You can't go wrong with this simple hot cross bun recipe. It will have your home smelling like Easter.

  • 25 mins cooking
  • Serves 10
  • Print
Easy hot cross buns


  • 3 teaspoon (level) dry yeast
  • 1/3 cup (75g) caster sugar
  • 1 cup (250ml) warm milk
  • 4 cup (600g) plain flour
  • 1 teaspoon mixed spice
  • 1 teaspoon ground cinnamon
  • 1 teaspoon salt
  • 80 gram butter, chopped
  • 1 cup (160g) sultanas
  • 2 tablespoon finely chopped mixed peel
  • 1 egg, beaten lightly
  • 1/3 cup (80ml) warm water, approximately
Flour paste
  • 1/4 cup (35g) plain flour
  • 2 teaspoon caster sugar
  • 2 tablespoon cold water, approximately
  • 1 tablespoon caster sugar
  • 1 teaspoon powdered gelatine
  • 1 tablespoon water


  • 1
    Combine the yeast with one tablespoon of the sugar and all of the milk in a small bowl; whisk until the yeast is dissolved. Cover the bowl and stand in a warm place (on the open door in front of a very slow oven is ideal) for about 10 minutes or until the mixture is frothy.
  • 2
    Sift the flour, spices and salt into a large bowl; rub in the butter. Stir in the remaining sugar, fruit, yeast mixture, egg and enough water to make a soft dough. Turn the dough onto a lightly floured surface and knead for about 10 minutes or until the dough is smooth and elastic. Place the dough in a large bowl; cover with oiled plastic wrap and stand in a warm place for about 1 hour or until dough has doubled in size.
  • 3
    Knock back the dough, then divide into 20 portions; quickly form each portion into a ball. Place the balls, almost touching, in a circular pattern on a greased or lined round pizza tray or large oven tray. Stand in a warm place for about 20 minutes or until dough is almost double in size.
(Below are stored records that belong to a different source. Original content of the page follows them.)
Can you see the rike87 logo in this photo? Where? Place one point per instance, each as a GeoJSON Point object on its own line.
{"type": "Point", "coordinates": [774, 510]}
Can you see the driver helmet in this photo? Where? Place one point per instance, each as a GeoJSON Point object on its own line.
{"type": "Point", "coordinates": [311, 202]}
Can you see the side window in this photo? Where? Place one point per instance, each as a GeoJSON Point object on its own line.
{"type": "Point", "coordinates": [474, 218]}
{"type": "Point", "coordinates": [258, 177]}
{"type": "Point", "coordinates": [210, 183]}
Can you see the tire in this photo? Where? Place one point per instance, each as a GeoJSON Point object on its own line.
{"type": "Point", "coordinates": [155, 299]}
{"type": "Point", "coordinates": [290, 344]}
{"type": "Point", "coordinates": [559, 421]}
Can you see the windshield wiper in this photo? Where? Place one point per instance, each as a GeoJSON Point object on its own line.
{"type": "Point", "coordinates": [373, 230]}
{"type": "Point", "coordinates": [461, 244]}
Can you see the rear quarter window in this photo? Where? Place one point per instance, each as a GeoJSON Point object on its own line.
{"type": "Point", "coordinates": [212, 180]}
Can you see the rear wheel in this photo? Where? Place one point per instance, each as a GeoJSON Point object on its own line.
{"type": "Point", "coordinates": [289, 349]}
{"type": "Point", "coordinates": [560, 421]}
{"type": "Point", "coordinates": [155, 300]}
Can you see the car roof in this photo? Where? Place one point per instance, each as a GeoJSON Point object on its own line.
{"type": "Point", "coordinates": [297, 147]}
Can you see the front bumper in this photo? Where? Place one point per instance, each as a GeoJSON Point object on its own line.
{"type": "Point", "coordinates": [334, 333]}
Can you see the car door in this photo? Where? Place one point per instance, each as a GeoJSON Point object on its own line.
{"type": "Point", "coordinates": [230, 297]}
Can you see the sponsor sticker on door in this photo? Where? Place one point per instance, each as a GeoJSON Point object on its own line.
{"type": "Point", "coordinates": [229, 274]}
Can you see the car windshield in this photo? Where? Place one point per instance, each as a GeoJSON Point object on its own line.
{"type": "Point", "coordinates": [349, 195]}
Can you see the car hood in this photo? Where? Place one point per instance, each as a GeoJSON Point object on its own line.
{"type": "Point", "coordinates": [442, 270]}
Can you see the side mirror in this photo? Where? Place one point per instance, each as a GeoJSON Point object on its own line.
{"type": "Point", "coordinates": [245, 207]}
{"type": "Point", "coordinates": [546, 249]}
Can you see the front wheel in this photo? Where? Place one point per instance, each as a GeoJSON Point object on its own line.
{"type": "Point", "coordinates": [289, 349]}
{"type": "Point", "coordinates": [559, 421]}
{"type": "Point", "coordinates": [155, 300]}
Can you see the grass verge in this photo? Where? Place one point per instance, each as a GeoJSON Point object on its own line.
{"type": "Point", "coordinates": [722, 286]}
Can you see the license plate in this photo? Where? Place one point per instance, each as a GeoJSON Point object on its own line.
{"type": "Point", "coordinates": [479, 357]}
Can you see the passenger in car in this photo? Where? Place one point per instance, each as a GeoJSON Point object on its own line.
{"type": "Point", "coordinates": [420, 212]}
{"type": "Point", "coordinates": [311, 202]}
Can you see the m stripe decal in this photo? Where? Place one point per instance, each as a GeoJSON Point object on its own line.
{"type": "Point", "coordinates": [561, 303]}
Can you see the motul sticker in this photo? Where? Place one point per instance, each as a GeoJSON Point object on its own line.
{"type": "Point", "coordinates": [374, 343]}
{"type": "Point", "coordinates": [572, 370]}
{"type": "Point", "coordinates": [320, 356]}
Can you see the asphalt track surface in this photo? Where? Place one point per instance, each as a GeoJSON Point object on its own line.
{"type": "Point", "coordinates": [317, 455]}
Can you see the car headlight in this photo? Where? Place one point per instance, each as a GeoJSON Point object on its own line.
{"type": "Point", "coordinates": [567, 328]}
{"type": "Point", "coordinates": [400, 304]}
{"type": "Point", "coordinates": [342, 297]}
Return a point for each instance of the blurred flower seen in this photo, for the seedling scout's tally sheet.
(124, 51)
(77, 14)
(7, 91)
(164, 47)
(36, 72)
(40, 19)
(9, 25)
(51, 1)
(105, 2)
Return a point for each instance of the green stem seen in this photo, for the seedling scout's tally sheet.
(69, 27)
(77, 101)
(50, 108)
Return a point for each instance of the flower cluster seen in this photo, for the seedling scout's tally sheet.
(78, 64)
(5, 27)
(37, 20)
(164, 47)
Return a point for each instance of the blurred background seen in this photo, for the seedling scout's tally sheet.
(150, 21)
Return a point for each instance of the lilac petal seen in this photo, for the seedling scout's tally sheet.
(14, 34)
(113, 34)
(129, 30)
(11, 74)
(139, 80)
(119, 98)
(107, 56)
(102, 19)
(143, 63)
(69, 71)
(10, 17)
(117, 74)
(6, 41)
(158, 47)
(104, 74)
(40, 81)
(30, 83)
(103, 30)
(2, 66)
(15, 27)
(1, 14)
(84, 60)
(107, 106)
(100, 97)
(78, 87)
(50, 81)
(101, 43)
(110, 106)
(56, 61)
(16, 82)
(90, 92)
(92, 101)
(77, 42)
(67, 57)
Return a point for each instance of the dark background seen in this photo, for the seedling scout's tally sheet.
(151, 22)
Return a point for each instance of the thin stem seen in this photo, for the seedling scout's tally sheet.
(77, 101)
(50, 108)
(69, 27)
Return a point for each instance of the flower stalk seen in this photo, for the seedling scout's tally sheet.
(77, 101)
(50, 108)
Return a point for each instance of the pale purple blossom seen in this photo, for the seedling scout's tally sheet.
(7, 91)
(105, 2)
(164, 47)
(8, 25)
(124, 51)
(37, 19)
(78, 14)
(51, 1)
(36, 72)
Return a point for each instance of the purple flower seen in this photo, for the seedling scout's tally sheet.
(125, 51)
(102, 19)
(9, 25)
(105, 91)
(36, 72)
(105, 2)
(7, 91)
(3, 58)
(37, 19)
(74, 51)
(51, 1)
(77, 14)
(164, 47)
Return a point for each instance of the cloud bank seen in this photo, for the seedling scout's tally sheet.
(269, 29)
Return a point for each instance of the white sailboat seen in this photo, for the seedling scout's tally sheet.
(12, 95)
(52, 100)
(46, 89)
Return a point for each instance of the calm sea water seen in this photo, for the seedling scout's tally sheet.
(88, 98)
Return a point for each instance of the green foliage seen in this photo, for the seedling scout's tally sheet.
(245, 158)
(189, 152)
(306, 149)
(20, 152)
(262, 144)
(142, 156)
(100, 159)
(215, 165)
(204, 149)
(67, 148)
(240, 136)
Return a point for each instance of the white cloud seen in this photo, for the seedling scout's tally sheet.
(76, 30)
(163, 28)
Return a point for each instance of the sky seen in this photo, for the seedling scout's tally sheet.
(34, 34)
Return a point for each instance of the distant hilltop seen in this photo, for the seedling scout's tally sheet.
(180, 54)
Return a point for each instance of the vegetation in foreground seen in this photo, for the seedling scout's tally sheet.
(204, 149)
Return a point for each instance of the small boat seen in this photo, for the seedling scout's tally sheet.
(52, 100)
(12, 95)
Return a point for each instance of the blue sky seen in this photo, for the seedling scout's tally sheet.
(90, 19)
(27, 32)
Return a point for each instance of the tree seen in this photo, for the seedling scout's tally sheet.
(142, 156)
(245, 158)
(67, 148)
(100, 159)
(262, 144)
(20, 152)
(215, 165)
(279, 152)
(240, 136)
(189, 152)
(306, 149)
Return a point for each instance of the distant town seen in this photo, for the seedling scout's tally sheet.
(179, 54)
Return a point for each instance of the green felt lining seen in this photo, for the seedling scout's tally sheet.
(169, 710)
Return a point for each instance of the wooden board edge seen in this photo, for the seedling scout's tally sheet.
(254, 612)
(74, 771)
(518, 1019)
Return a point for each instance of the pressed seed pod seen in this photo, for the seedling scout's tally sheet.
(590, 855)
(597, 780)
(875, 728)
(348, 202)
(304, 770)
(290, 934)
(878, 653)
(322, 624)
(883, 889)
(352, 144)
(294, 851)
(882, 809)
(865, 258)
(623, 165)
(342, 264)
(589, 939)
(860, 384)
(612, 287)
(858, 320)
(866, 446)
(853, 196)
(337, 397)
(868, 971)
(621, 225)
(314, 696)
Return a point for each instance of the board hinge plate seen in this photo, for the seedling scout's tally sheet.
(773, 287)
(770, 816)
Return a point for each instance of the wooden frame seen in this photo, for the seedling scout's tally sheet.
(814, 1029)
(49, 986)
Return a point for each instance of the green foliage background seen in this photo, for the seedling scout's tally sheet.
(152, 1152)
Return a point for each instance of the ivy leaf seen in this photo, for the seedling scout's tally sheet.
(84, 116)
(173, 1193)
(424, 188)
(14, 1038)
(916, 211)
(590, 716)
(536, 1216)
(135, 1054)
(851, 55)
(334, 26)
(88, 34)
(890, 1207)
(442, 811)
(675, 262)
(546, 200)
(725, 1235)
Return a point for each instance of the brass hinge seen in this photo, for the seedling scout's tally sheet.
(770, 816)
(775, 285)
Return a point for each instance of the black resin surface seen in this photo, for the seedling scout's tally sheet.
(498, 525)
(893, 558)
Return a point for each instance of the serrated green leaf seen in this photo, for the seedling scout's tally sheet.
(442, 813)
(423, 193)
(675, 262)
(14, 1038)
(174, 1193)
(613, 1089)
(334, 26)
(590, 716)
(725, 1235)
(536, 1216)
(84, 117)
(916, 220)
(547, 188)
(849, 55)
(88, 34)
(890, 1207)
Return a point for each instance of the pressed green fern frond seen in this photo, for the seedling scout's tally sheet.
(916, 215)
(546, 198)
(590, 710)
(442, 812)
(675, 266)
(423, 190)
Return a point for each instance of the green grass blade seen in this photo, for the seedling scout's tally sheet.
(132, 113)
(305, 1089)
Preheat the oven to 220°C (200°C fan-forced).
  • 4
    To make flour paste, sift flour and sugar into a small bowl; gradually stir in enough water to make a smooth thick paste. Place the flour paste into a disposable piping bag or resealable plastic bag. If using the plastic bag, snip a tiny piece off one corner. Pipe crosses onto the buns.
  • 5
    Bake the buns for about 15 minutes or until buns sound hollow when tapped.
  • 6
    For the glaze meanwhile, combine all the ingredients in a small pan and stir over low heat, without boiling, until the sugar and gelatine are dissolved.
  • 7
    Transfer the buns to a wire rack and brush the tops with the glaze.


Cooked buns suitable to freeze. Glaze suitable to microwave.